About halfway through, I started pointing out things that I saw, going back to the earlier maps and comparing. Students stopped contributing much, once they realized I was going to tell them “the right answer.” Of course it wasn’t, but I was trying to get certain ways of thinking on the table. I think they also were at a loss as to what to say. The holistic approach, looking at where the maps went, what concepts had lots of links and what seemed isolated, was new to them. In making a quick instructional decision, I considered briefly that going with a cognitive apprenticeship model, in which I shared my thinking with them, was probably going to be most productive.
This was such a rich discussion, I want to get down as much as I remember and it might be an overly long and boring blog post. But I do want to capture what happened while it is still fresh in my mind.
I was aware that a person got very upset when I pointed out how a particular map showed that this set of ideas was not integrated with the rest of the map. (Someone appearing to get upset or embarrassed actually happened more than once.) I infer that the persons who seemed upset were the authors of the map in question. I was very careful to say, “This person did…” In truth, I knew who authored only 3 of the 13 maps. Because we were pretty much anonymous, so they were not singled out in public. It is interesting to me that several students seemed to feel that their maps were private performances that should not be critiqued in public. I’m an artist accustomed to having my drawings and paintings critiqued by art professors. Critiques are always scary, but they are also very powerful because they give the entire group the benefit of the instructor’s thinking.
I think of Fred Erickson repeating several times in my own grad school classes, “School is the only place where people must publicly display incompetence.” In spite of my repeating often to my own students that the right answer is how you’re thinking, not the content of what you say, the social practices surrounding school being about the right answers is still the dominant cultural model. In spite of my never saying that one of the maps was wrong, some students still interpreted my remarks as showing them up as incompetent.
I ended class saying the maps made me feel really good, that it was formative assessment for me, I can see what people got out of the class, and I’m pleased. I was. Of course the students wanted to know how I was going to grade them. I said, I’m going to write each of you a letter about your map, and I want you to write me back. (Even though class meetings are over, there is still an assignment out there to do a unit plan. Class is officially over in May.)

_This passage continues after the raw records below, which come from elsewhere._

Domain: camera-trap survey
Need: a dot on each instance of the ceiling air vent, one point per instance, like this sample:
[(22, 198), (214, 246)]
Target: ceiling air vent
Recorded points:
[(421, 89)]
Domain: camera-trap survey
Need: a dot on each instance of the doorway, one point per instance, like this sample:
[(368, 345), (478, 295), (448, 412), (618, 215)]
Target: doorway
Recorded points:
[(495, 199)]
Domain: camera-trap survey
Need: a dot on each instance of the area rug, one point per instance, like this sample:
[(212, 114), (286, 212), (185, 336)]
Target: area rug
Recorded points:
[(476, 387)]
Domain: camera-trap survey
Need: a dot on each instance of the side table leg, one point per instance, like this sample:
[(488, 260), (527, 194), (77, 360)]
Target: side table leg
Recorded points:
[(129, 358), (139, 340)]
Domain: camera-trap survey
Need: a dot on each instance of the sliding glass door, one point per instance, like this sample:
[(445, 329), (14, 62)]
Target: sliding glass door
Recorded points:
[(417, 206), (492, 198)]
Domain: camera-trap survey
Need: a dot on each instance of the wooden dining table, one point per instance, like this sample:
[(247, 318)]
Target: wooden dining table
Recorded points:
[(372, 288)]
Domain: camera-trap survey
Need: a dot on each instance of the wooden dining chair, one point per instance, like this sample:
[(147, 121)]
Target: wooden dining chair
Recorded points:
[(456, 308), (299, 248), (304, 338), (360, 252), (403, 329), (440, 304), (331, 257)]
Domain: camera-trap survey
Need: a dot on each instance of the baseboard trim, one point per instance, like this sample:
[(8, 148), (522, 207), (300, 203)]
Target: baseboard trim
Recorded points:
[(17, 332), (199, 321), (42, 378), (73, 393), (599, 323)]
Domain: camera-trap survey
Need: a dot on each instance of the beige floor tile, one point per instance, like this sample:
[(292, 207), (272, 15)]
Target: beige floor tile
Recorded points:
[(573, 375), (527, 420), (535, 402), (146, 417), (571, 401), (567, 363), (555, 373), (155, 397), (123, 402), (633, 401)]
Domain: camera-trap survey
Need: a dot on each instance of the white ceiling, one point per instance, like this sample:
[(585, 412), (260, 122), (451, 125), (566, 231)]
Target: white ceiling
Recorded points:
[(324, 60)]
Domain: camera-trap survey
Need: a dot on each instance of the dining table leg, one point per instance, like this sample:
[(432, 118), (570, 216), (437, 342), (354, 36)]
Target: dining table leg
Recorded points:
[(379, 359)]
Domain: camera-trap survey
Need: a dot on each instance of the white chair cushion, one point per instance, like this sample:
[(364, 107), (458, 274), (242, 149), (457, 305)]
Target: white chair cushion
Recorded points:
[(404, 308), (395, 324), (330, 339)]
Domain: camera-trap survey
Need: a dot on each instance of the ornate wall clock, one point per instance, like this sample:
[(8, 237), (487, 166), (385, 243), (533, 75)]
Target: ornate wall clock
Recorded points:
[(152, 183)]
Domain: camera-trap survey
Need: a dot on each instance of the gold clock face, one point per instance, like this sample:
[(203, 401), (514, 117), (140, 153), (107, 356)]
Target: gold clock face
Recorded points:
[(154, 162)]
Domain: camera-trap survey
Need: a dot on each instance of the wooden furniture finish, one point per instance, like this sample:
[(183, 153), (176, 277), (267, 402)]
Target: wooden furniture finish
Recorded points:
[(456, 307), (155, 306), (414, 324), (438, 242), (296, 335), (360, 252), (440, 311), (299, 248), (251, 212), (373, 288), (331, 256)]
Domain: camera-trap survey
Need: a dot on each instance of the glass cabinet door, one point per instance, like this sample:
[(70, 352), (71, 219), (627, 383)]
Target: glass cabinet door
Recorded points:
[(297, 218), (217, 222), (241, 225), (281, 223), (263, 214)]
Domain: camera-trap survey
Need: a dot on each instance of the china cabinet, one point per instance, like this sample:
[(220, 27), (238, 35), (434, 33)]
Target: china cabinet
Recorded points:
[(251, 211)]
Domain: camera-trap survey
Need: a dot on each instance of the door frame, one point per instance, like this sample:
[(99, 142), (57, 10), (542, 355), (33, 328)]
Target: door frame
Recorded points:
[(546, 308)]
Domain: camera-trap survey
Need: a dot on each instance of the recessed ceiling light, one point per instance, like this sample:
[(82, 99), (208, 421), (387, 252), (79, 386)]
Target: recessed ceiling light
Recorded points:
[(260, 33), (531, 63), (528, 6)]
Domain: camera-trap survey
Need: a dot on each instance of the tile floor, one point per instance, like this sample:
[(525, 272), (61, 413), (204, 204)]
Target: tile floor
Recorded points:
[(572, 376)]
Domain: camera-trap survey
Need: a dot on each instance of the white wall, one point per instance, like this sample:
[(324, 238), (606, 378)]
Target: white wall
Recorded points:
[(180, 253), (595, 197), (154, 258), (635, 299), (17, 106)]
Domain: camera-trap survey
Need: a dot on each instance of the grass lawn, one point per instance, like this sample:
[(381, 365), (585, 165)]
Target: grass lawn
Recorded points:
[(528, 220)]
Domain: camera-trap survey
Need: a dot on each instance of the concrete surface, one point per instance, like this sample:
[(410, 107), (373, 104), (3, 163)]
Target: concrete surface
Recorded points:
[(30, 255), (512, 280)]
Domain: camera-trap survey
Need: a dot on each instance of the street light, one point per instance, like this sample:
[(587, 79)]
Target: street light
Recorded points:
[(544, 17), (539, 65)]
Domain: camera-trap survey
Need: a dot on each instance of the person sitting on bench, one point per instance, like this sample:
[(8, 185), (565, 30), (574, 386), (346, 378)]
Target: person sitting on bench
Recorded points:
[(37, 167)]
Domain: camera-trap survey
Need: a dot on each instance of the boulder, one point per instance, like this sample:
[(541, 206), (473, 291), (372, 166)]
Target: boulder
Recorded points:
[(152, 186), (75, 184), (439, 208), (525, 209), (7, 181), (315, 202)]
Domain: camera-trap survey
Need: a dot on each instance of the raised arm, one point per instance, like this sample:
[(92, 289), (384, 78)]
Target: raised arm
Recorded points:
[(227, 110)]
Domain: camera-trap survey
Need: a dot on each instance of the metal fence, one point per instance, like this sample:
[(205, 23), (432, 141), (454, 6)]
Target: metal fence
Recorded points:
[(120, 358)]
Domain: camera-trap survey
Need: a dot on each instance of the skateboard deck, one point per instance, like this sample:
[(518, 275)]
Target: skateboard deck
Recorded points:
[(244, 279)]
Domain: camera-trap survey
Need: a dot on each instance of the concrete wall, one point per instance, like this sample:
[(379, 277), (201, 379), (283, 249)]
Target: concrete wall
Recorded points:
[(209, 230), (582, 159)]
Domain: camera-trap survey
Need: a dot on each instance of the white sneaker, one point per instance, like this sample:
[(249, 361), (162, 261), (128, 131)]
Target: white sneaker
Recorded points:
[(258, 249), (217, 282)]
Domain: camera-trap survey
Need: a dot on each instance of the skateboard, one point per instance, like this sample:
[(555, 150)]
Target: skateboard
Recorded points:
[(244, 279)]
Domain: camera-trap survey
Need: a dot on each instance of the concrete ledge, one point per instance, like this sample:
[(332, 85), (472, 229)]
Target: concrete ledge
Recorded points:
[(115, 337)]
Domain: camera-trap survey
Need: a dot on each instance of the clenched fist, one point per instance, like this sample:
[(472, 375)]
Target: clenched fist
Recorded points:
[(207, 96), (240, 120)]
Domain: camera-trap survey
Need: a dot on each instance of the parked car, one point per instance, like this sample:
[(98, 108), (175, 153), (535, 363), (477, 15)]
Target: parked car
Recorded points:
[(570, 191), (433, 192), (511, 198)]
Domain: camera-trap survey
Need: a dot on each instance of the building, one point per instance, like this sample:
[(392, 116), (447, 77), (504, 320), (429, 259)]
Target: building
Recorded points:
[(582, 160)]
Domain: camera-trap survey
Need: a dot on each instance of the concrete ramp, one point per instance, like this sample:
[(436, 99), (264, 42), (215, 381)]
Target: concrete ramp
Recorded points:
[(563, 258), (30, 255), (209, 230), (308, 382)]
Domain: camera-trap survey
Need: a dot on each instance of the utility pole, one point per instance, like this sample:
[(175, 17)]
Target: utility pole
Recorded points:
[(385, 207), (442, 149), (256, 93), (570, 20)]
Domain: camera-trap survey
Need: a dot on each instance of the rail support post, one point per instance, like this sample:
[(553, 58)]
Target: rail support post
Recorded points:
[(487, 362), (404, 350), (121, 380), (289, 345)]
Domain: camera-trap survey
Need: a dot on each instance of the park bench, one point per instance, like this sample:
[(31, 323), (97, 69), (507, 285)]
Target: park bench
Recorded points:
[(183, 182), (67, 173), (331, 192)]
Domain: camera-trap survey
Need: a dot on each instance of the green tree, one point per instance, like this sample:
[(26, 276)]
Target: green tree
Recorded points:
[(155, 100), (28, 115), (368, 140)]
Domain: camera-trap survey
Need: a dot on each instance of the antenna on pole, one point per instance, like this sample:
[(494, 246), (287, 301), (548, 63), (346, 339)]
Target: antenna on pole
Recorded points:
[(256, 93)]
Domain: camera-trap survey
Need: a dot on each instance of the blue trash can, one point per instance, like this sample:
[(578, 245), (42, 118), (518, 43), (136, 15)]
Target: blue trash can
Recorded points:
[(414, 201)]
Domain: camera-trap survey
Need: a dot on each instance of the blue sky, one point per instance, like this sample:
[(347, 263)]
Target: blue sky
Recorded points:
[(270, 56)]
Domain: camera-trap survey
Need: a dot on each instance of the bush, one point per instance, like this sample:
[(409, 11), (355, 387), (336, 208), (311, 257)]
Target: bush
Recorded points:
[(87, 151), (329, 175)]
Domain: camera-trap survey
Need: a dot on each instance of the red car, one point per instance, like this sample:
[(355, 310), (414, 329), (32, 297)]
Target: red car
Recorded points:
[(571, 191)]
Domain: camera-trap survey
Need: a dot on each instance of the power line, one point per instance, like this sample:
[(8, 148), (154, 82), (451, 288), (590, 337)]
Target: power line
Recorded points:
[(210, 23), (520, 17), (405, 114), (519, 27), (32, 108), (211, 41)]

specific items that interested me
One of the maps had a strand that included “disciplinary language,” that was cross-linked to “writing,” which was also cross-linked to disciplinary practices. There was another independent strand that included “discussion,” that was linked to “teacher,” and not linked to disciplinary language or practice. I didn’t say anything public about this observation; I thought it might seem too critical. I will write to the author about it. I also note that our pre-service teachers have the most difficulty with the section of EdTPA having to do with academic language. That this shows up in at least one map is confirmation to me of the power of concept mapping.
One of the students who was having a really hard time, had chosen “knowledge” for her topic and “teacher” and “student” for the next level. As I walked around, she asked me for help. She couldn’t figure out to where put any of the other labels, and she couldn’t think of what to write as links. I asked her to clarify, what did she define the link between teacher and knowledge to be, and what was the link between student and knowledge. She replied, The teacher has knowledge, and the student has some knowledge. Without saying anything, I thought, This is the traditional transmission model of teaching, slightly updated to include students’ prior knowledge. I replied to her that she might try different concepts instead of student and teacher, maybe that was the problem. She was able to successfully complete the map.